Normally, an effective balanced scorecard for the kinds of positions I have been discussing is not constructed through such a process. Instead, its design starts with the view that the practical purpose of the evaluation system is to get the employees focused on a combination of basic priorities, plus a few more targeted issues that are the object of current management attention. In this way, the scorecard partially depends on the current strategy of the organization. By example, for a store manager, annual sales would almost certainly be on any scorecard, but warrantee penetration (the percentage of sales in which the store also cross-sells the consumer a warrantee) and percentage of store employees participating in sales effectiveness training might only be on the store manager’s scorecard for one or two specific years for a given retailer, and not at all for another competitive retailer with a different strategy.

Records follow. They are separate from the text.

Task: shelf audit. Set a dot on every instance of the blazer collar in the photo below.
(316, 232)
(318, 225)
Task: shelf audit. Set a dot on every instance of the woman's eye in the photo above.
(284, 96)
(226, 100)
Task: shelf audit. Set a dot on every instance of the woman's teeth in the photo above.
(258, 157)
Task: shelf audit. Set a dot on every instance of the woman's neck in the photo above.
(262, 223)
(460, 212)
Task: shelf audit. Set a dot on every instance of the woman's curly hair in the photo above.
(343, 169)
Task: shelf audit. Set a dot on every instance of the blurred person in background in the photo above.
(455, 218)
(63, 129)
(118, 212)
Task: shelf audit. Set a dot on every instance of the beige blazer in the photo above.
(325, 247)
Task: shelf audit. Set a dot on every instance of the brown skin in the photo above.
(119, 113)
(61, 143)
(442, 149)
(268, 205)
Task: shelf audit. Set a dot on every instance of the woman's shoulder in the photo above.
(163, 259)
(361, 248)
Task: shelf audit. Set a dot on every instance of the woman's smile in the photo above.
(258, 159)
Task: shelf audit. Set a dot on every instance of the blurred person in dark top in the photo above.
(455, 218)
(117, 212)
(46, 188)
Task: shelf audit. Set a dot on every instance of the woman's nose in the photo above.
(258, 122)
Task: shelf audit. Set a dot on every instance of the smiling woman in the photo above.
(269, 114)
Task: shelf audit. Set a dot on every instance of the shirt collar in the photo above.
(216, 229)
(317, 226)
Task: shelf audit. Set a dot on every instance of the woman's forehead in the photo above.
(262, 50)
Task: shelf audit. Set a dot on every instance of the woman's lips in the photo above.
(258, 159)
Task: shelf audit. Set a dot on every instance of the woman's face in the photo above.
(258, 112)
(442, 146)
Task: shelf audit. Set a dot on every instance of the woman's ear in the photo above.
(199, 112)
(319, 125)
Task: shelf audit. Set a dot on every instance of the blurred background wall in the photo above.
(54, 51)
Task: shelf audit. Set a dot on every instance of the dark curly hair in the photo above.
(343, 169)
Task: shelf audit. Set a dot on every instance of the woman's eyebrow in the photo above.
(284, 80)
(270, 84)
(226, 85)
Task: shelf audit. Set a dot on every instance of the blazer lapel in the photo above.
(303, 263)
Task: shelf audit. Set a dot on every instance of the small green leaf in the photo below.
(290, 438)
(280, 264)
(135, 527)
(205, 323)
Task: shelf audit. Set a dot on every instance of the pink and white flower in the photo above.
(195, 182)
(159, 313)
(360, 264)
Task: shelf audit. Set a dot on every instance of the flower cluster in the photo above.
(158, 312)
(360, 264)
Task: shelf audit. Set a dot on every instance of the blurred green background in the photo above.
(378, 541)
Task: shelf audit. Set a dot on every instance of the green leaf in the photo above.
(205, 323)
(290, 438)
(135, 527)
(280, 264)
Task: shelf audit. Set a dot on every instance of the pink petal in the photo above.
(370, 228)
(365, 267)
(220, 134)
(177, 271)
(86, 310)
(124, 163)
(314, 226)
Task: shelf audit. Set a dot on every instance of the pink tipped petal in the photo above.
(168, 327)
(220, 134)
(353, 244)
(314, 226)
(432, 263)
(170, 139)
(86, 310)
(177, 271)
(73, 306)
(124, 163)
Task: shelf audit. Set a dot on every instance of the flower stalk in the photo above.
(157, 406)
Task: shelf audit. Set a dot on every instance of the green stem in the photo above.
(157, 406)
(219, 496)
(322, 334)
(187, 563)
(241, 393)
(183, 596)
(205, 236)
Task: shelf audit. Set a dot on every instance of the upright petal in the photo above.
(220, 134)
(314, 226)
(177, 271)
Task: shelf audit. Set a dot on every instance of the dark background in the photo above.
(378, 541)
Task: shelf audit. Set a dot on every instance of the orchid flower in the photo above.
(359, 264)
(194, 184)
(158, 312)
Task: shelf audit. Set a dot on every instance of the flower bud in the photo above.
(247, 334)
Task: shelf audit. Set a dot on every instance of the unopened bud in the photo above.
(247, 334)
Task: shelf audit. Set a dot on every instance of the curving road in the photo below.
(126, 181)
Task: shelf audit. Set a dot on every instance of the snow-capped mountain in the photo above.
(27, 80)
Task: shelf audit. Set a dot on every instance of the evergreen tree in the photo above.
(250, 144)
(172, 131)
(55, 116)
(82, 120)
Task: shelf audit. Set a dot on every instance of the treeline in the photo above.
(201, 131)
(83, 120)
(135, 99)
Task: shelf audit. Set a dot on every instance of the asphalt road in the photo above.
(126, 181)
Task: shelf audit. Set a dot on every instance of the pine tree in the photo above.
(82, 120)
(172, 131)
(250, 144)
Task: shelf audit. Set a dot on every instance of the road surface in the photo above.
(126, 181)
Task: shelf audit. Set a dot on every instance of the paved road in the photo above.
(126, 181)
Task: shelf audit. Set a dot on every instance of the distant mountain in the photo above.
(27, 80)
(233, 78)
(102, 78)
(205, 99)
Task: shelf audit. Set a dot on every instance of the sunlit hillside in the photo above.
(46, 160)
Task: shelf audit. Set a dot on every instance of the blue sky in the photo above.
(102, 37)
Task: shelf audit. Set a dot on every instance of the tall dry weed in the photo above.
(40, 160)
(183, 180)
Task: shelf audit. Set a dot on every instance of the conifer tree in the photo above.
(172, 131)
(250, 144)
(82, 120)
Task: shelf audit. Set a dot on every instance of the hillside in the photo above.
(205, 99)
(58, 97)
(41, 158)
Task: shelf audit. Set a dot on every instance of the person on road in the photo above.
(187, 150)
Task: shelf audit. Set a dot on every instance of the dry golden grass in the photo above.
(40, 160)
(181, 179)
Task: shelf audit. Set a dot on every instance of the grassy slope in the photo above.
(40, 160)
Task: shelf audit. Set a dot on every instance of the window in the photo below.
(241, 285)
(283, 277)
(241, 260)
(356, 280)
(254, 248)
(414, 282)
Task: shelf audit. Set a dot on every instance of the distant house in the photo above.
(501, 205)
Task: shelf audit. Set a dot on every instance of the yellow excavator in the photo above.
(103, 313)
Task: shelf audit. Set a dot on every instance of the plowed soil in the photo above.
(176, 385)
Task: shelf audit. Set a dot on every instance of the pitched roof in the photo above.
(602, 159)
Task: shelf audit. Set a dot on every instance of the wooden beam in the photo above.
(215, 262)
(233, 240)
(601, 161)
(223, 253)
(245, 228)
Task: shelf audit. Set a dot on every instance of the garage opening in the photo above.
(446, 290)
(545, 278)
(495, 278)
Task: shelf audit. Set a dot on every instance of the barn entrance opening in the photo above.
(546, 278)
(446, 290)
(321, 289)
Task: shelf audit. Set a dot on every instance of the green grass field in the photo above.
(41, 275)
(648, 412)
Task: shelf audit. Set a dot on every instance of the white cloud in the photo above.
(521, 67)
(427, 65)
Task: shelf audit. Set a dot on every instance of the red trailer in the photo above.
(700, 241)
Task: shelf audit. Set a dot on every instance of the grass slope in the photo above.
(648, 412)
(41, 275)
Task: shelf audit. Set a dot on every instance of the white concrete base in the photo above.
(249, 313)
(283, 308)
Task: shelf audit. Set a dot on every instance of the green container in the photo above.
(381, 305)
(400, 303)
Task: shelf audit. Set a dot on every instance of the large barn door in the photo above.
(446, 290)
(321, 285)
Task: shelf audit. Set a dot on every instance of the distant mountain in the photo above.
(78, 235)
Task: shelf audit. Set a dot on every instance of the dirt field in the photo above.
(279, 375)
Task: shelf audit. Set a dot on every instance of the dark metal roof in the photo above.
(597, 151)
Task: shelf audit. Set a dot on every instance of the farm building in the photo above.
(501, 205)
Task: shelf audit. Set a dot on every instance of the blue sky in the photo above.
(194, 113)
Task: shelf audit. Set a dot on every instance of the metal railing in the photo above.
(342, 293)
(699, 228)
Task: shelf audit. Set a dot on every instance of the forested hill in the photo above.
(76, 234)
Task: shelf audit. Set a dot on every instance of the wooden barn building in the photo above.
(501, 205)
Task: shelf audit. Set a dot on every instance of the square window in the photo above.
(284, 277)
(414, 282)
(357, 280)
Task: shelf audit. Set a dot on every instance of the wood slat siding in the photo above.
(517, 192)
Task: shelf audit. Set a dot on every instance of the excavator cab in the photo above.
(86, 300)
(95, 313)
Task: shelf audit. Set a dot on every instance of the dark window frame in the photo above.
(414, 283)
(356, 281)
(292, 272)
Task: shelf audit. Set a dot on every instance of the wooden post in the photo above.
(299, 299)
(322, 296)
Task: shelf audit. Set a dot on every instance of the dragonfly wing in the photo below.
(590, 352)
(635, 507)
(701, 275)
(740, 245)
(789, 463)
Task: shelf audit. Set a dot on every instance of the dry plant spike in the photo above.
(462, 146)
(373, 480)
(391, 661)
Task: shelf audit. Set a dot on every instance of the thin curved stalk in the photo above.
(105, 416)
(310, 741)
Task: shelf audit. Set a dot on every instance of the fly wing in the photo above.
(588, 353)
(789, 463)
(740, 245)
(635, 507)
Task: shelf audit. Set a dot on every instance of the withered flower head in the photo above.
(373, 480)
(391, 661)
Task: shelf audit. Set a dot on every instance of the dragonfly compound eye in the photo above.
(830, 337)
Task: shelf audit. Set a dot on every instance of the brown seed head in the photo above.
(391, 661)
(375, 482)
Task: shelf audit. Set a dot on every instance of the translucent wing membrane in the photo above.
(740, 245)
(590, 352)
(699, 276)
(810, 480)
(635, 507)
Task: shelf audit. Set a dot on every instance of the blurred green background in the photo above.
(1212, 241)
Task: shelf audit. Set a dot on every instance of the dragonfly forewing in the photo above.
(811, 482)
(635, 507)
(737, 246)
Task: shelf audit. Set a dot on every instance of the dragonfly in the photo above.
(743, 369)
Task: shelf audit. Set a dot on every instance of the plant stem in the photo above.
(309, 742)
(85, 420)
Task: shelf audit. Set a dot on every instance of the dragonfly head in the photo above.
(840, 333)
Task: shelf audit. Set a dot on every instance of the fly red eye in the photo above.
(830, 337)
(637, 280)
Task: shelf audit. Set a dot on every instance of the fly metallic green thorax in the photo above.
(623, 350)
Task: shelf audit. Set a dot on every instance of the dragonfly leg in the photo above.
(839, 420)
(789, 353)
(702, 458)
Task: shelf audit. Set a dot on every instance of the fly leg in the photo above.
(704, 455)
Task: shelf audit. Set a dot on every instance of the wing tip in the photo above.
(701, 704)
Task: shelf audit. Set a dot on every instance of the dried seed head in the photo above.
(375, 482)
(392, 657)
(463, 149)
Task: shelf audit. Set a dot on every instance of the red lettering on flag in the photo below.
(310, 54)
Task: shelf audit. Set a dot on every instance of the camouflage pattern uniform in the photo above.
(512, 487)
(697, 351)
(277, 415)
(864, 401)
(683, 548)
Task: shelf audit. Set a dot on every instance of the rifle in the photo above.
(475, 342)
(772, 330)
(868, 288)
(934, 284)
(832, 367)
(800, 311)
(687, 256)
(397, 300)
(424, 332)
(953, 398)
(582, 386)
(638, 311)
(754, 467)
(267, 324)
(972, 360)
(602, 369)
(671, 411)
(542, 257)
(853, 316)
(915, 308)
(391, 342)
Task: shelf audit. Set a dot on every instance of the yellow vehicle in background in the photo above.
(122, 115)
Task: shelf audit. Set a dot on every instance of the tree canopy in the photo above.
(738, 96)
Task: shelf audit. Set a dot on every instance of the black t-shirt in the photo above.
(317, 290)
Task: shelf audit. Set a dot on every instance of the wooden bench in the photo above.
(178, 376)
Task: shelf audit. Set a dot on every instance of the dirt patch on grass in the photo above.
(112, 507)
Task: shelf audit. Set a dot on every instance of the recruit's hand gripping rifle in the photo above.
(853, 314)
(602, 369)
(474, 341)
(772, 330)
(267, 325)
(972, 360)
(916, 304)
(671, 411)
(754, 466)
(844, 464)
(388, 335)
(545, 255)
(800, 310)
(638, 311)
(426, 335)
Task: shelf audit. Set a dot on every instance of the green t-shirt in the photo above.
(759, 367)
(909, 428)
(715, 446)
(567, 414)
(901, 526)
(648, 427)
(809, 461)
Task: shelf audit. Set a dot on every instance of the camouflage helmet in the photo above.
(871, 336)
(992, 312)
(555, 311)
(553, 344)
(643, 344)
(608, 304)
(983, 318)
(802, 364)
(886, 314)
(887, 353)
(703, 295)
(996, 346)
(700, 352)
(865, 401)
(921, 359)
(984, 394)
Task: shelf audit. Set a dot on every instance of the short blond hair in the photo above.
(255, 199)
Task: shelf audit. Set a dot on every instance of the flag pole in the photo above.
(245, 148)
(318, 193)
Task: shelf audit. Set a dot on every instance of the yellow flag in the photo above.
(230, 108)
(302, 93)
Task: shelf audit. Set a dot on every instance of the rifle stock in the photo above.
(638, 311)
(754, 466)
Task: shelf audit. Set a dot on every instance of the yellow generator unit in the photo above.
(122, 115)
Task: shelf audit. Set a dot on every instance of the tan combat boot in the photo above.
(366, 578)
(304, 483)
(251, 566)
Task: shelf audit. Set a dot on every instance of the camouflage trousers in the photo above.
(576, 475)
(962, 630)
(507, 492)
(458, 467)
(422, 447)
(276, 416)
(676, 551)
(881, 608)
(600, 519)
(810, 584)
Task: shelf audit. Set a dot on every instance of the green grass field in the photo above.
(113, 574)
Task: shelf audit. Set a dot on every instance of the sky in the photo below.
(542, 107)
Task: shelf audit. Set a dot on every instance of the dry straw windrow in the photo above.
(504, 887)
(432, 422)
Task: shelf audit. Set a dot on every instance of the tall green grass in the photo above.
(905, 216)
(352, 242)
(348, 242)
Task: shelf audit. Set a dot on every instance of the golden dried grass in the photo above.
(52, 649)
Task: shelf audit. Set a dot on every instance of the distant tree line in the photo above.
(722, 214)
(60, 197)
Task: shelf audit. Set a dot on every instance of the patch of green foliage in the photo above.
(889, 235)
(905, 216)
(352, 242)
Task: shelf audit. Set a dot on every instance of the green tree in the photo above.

Beyond this, when their own comp is at stake, any group of thousands of people will always figure out how to outsmart any team of analysts who design the scorecard. That is, they will always figure out how to game the metrics, and get the comp in ways that violate the (often implicit) assumptions that were used to link these metrics to performance improvement. Therefore, it’s very helpful to present a moving target by changing some of the metrics each year. Finally, effective scorecards also tend to have a short list of metrics, since otherwise you have the “anybody with many priorities really has no priorities” problem.

Taken together, these realities – linkage to strategy, avoiding gaming, and the need to have a short list of metrics to capture a very complicated phenomenon – mean that effective scorecards change a lot over time. Once again, they are correctly thought of as a management tool to improve performance, not as some Platonic measure of effectiveness.

4. Effective employee evaluation is not fully separable from effective management

One conclusion of this is that effective teacher evaluation is not fully separable from effective management of those teachers. This statement can be read both directions, and therefore cuts both ways in this debate. The model of “measure and publish a metric for individual teacher value-added, and use a combination of shame, money and external pressure to convert this to improved schools” is not consistent with anything that I’ve ever see work in comparable situations. On the other hand, neither is the argument one often (though not as often as in the past) hears that somehow “teaching is special,” in that reasonable attempts to objectively evaluate teachers – and link these evaluations to material changes in comp, promotions and retention – should not be expected to help the organization improve performance.

So where does this leave us? Without silver bullets.

Organizational reform is usually difficult because there is no one, simple root cause, other than at the level of gauzy abstraction. We are faced with a bowl of spaghetti of seemingly inextricably interlinked problems. Improving schools is difficult, long-term scut work. Market pressures are, in my view, essential. But, as I’ve tried to argue elsewhere at length, I doubt that simply “voucherizing” schools is a realistic strategy.

More serious measurement of teacher performance, very likely including relative improvement on standardized tests, will almost certainly be part of what an improved school system would look like. But any employees, teachers included, will face imperfect evaluation systems, and will have to have some measure of trust in this system and its application. The evaluation system will have some direct linkage to the strategy of the school, and this will have to be at least a decent strategy that has a real shot at improve learning. The evaluation system will have to have teeth, and this means realistic processes that link comp (and probably more important, promotions and outplacement) to performance.

In other words, better measurements of teacher value-added are useful on the margin, but teacher evaluation as a program to improve school performance will likely only work in the context of much better school organization and management.